Recall back to 2012 when I went hands-on with the Van Cleef & Arpels Poetic Wish set that I feel very well exemplifies the Poetic Complication theme that such timepieces are going for. Watches like the Poetic Wish as well as the Van Cleef & Arpels Lady Arpels Ronde des Papillons are actually among the most complicated women’s watches you can buy – and Van Cleef & Arpels makes very few of them.
At 38mm wide in 18k white gold, the Van Cleef & Arpels Lady Arpels Ronde des Papillons is not what I would call a petite timepiece, but it is smaller than some previous Poetic Complication watches we’ve seen from the brand. This shows a decided effort to make such watches more wearable for more women. A common complaint about timepieces such as this is that, while they are beautiful and impressive, a large size prevents them from being as elegant as they could be.
Use of the single-lug style of the Lady Arpels case helps, and you can see in my photography how the Van Cleef & Arpels Lady Arpels Ronde des Papillons looks on a woman’s wrist. The bezel of the watch is set with diamonds, and an additional diamond is set into the crown.
So much of the case and dial are decorated in a beautiful manner that seeing stuff like this in person can be breathtaking. The rear of the case, for example, is engraved, and there is a view through the sapphire crystal caseback window of the enamel-painted automatic rotor with butterflies on it. It all looks very pretty (and poetic).

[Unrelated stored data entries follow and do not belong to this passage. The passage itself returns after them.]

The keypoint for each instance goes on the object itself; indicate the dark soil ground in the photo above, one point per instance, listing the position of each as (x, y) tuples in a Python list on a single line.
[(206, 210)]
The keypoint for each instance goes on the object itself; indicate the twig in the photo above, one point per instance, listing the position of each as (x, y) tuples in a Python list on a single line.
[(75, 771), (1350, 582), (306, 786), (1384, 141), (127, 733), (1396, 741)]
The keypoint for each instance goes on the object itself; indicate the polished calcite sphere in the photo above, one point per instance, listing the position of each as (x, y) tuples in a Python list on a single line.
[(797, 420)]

Before discussing the functionality of the Van Cleef & Arpels Lady Arpels Ronde des Papillons movement, I’d like to remind you that the dial and dial elements are done by hand. That includes engraving of the gold figurines and mother-of-pearl clouds, as well as painting and assembly. Few “maisons” do this type of work other than Van Cleef & Arpels. The detail on the Van Cleef & Arpels Lady Arpels Ronde des Papillons is stunning even if there are scientific questions about whether or not birds and butterflies would ever be fluttering about in such a friendly manner – and at such altitudes…

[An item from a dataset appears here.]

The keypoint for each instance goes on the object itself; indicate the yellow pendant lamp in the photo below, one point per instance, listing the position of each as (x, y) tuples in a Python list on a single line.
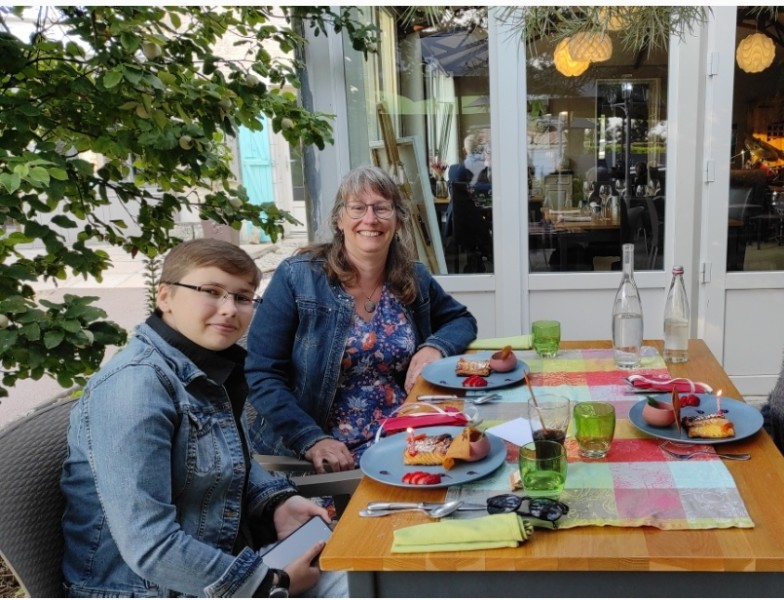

The Van Cleef & Arpels Lady Arpels Ronde des Papillons dial indicates the time with minutes and hours using a series of retrograde dials. The bird acts as the hand for the hour indicator scale, and there are three other retrograde scales for the minutes, as the total minutes in each hour are separated. This gives the dial a fascinating look as well as the opportunity to have three butterfly figurines as minute indicator hands. Using elliptical-shaped gears, the butterfly minute hands also move at different speeds – which is interesting.
This latter concept begins to make more sense when operating the Van Cleef & Arpels Lady Arpels Ronde des Papillons watch’s “on-demand animation.” When the pusher at about 8 o’clock on the case is pressed, an animation involving the figures on the dial goes into motion as they “fly around through the clouds.” To get a better idea of what this is like, I recommend viewing the video above.

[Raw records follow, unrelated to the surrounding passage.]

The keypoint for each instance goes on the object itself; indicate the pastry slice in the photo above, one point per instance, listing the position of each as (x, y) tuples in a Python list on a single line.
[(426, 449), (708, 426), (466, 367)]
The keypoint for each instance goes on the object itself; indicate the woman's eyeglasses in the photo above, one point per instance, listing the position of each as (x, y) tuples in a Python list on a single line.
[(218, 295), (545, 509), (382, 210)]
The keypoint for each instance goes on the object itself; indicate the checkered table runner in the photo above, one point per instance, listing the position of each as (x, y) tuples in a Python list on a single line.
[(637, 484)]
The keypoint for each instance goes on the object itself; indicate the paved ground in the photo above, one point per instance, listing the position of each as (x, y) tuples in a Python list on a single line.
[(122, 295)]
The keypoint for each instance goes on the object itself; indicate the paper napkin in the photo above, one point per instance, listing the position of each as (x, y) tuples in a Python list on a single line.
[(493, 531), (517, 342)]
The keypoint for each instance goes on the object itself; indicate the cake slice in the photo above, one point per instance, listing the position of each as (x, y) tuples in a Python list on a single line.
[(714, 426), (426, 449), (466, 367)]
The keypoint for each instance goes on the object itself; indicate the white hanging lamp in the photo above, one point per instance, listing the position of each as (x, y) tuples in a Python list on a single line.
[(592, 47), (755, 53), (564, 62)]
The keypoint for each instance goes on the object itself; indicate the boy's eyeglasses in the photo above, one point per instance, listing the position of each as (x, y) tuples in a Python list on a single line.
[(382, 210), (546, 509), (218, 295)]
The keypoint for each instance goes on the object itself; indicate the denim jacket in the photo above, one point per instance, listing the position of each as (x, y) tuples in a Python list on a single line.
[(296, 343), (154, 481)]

This complicated mechanical feat is based on a module which was designed exclusively for Van Cleef & Arpels which goes over a base Swiss automatic movement that has 40 hours of power reserve. Apparently, Van Cleef & Arpels also has a patent pending on the “animation mode.” All this so that a few lucky collectors are able to enjoy this French “aerial ballet” on the Van Cleef & Arpels Lady Arpels Ronde des Papillons watch dial.
The Van Cleef & Arpels Lady Arpels Ronde des Papillons isn’t a limited edition watch, but rather produced as part of their “permanent collection” in small quantities as a numbered series. Museum-quality and emotionally charged, this is the exact type of watch I like to see being produced for female watch lovers, even if it is far removed from the typical Rolex or Cartier timepieces which exist as much more common (and accessible) typical luxury watches for women. Van Cleef & Arpels prefers the “price on request” approach to explaining the matter of cost, as these timepieces are usually in the several-hundred-thousand-dollar range.